Putting geocells to the test
To test the efficacy of TYPAR Geocells in sediment and erosion control applications, Civil & Environmental Consultants, Inc. (CEC) of Franklin, Tenn., initiated a series of comparative small-scale flume tests. The turbidity reduction capabilities of TYPAR Geocells filled with shredded wood mulch was compared with a standard silt fence and a 9-inch straw wattle. The results indicated that the TYPAR Geocells with mulch outperformed both comparative products when examining effluent quality, relative to suspended solids and turbidity.
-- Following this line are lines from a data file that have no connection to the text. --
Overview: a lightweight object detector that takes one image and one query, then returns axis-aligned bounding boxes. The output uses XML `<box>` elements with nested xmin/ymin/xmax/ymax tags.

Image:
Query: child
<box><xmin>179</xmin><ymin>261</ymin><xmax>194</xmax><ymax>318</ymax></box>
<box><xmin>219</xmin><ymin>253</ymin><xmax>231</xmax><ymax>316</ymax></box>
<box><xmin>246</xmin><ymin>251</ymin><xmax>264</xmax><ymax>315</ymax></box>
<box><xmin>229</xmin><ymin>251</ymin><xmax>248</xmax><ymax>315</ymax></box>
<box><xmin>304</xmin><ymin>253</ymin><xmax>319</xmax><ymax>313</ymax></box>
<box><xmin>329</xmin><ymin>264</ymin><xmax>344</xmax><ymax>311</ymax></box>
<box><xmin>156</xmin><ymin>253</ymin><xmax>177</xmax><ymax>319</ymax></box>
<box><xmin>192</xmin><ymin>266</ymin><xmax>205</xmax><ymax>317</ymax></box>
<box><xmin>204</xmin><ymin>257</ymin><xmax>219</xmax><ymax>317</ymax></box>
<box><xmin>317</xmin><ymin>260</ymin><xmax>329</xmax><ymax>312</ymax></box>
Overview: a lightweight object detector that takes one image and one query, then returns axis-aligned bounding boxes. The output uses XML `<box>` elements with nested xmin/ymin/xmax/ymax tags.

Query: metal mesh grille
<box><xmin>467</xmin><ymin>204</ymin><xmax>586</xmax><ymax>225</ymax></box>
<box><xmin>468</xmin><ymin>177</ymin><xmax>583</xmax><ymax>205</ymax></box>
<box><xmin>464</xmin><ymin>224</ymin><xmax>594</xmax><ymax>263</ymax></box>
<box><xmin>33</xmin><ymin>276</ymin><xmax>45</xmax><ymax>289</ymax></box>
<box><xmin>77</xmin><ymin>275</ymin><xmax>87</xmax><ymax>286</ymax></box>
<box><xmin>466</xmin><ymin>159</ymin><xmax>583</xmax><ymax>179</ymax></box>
To expand upon the small-scale flume tests, full-scale field studies were initiated. Identical research plots were designed and constructed at a landfill facility in Tennessee. The turbidity-reduction capability of TYPAR Geocells filled with shredded wood mulch was compared with 12-inch straw wattles. For the straw wattle, the average daily turbidity limit of 280 NTUs was exceeded 78.6 percent of the time during the study period from September 2009 through April 2010, excluding the data taken during the 1,000-year rain event in May 2010. For TYPAR Geocells with mulch, the average daily limit was never exceeded during the study period from September 2009 through April 2010. The study continues to investigate methods for achieving the new EPA guidelines.
Call for innovation
New stormwater regulations have created unprecedented challenges for managing construction erosion and sediment control because traditional erosion control products are often overwhelmed by the soil and water movement these solutions are intended to prevent. The practice of stormwater management is evolving and now requires innovative approaches applied at the site level to ensure our rivers, streams, and ponds are not contaminated by sediment runoff from construction sites.
Brian H. Whitaker, P.E., CPESC, is the technical sales manager for Fiberweb, based in Old Hickory, Tenn. Kevin Wolfe, Ph.D., P.E., D.WRE, is the vice president of Civil & Environmental Consultants, Inc., based in Franklin, Tenn.